In the summer of 1942, the accustomed rhythms of daily life were disrupted in every factory, business, and home by the institution of rationing and price control.
To ensure a sufficient amount of cotton and wool to supply the army with more than 64 million flannel shirts, 165 million coats, and 229 million pairs of trousers, the War Production Board mandated a new "Victory" suit for civilians, with cuffless trousers and narrower lapels. Reductions in the amount of cloth allowed also led to shorter, pleatless skirts, rising several inches above the knee, and to the creation of a new two-piece bathing suit.
Women took the loss of pleated skirts and one-piece bathing suits in stride, but when the rubber shortage threatened the continuing manufacture of girdles, a passionate outcry arose. Though government sources tried to suggest that "women grow their own muscular girdles by exercising," women argued that "neither exercise nor any other known remedy" could restore aging muscles to their original youthful tautness.
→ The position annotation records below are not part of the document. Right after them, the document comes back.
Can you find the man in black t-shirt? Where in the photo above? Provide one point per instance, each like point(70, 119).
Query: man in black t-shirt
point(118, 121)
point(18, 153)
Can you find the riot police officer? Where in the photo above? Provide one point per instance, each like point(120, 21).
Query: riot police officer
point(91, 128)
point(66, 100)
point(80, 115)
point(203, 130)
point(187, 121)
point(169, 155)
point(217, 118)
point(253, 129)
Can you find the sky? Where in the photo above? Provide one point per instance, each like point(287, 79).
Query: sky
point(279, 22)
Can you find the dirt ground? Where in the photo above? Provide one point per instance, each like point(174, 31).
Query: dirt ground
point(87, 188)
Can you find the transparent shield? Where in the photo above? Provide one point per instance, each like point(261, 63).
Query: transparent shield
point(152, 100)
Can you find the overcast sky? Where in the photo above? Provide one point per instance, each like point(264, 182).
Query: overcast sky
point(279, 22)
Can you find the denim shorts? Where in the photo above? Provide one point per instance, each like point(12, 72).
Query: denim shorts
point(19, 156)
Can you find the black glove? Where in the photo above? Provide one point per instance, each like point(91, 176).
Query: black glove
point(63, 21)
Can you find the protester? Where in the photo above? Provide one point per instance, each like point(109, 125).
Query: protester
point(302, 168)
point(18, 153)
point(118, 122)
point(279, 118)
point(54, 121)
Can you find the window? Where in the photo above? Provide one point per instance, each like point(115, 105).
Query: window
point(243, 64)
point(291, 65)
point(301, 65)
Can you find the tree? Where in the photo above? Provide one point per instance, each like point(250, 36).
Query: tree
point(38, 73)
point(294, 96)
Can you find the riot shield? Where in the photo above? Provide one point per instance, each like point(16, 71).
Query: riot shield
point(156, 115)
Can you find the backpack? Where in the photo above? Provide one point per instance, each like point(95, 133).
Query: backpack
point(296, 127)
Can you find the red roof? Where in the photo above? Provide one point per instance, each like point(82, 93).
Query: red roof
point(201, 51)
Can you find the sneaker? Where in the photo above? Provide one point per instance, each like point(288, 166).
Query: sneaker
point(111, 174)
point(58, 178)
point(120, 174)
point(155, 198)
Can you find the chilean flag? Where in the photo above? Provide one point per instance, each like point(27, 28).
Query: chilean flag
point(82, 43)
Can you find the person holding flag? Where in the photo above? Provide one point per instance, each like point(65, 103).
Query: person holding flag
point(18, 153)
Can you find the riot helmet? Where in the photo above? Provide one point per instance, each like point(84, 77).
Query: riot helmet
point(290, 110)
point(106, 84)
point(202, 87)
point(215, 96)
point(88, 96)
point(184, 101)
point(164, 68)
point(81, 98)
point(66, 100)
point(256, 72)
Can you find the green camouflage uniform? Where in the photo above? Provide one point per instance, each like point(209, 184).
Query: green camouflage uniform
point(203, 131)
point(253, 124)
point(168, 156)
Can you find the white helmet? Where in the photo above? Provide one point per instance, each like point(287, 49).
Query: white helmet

Without "proper support from well-fitted foundation garments" to hold the abdomen in place, there was no way, journalist Marion Dixon argued in a contemporary health magazine, that a woman past thirty could keep her posture erect or do physical work without tiring. "Certainly," Dixon concluded, "Uncle Sam does not want American women to wear garments that would menace their health or hamper their efficiency, especially during wartime, when every ounce of energy and effort is needed."
The government heeded the women's cries. Not long after the first public discussion of curtailing girdles, the War Production Board announced that foundation garments were an essential part of a woman's wardrobe, and as such could continue to be manufactured, despite the precious rubber involved!